E ora? Ora che liquida avversari su avversari, che ne sarà del mito della sfiga che tanto pazientemente l’Atlético Madrid ha cercato di costruire nella sua storia? Cosa faremo con quel soprannome, “El pupas”, (Lo sfigato) che lo accompagna dai tempi della finale di Coppa Campioni 1974 (pareggio subìto a trenta secondi dalla fine, si va al replay e non c’è più storia: 4-0 per quel grande Bayern Monaco), e che quasi sembra gonfiare il petto dei tifosi colchoneros più dei pur numerosi trofei vinti? E per andare allo stadio Vicente Calderón si percorrerà sempre il Paseo de los melancólicos, o il Comune ne cambierà il nome in Paseo de la mentalidad ganadora? E il papà di quel famoso spot per una campagna abbonamenti di qualche anno fa che, fermo al semaforo, (non) risponde con un attonito silenzio al figlio che chiede «¿Por qué somos del Atleti?», verrà per caso sostituito da uno yuppie ghignante che passando col rosso ribatte: «Perché siamo vincenti, perché siamo cool»?

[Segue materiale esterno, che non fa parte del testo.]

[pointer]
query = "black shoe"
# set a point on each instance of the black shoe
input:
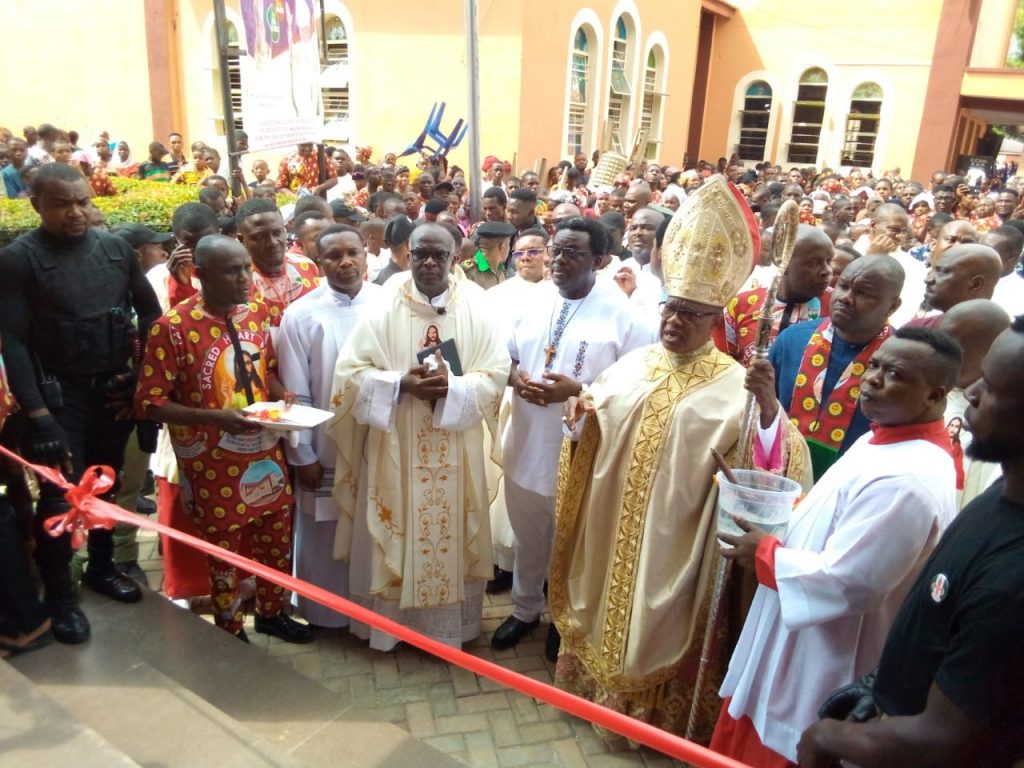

Il rischio è più apparente che reale, perché questo Atlético che non perde mai (o quasi, solo una sconfitta contro l’Espanyol, non a caso individuato dai critici come la copia in piccolo dello stesso Atlético) non avrà comunque mai il richiamo mediatico del Barça del tiqui-taca, né le possibilità finanziarie illimitate di altre grandi europee. L’Atlético Madrid reso indistruttibile dal “Cholo” Simeone non è spettacolare, non propone nessuna ricetta rivoluzionaria e non cerca di accattivarsi facili simpatie strizzando l’occhio a mode imperanti. Il “Cholismo”, uno stato d’animo più che una filosofia di gioco, è consapevolezza dei propri limiti e fatica. In questo momento l’Atlético Madrid è la miglior squadra spagnola solo perché sa di non esserlo, e se cominciasse a crederlo in un nanosecondo da Atlético Madrid tornerebbe a essere il Patético Madrid dei primi anni 2000. Anche ora, anzi ora più che mai, è la squadra del papà fermo al semaforo.
(Ri)costruire dalle fondamenta
Del resto, i limiti devono restare più che mai presenti se si pensa che questa rosa in gran parte è la stessa che, al momento dell’arrivo di Simeone al posto dell’esonerato Manzano (fine 2011), stava quasi toccando il fondo. A parte le cessioni prima di Diego e poi di Falcao, rimane intatta la colonna centrale: Courtois tra i pali, Miranda e Godín difensori centrali, Mario Suárez e Gabi mediani (attorno ai quali si muovevano già allora i vari Tiago, Koke, Filipe e Arda Turan). Persino il cambio di ruolo di Juanfran, ex ala destra arrivata alla Nazionale dopo la conversione a terzino, era stato già proposto da Manzano.
Ciò che cambia è la logica: Simeone ha rimesso a camminare sui piedi una squadra persa con la testa tra le nuvole, in tentativi di rombo a centrocampo e salida lavolpiana che rischiavano di esporre al ridicolo giocatori inadeguati al compito come Gabi e ancor di più Mario Suárez, tanto criticati allora quanto punti di forza adesso.
In fondo, un grande allenatore si vede proprio da questo, nel migliorare il rendimento dei suoi giocatori più deboli fino a farli diventare/sembrare forti. Ora, tanto per dire, Mario Suárez fa parte del giro della Nazionale. Il lavoro di Simeone è stato talmente efficace da rischiare di annebbiare la capacità di giudizio sui singoli giocatori dell’Atlético: che il livello reale di Mario non sia da Nazionale lo si capisce, così come possiamo giurare sulla natura assoluta del talento di Courtois, ma ad esempio il confine fra capacità individuali e benefici di un contesto favorevole nell’attuale Miranda, che ha un controllo della situazione irreale e risolve tutte le situazioni con impressionante eleganza (il lato più riflessivo di una coppia che funziona come un orologio, con Godín più energico e portato all’anticipo), non sarà mai del tutto chiaro.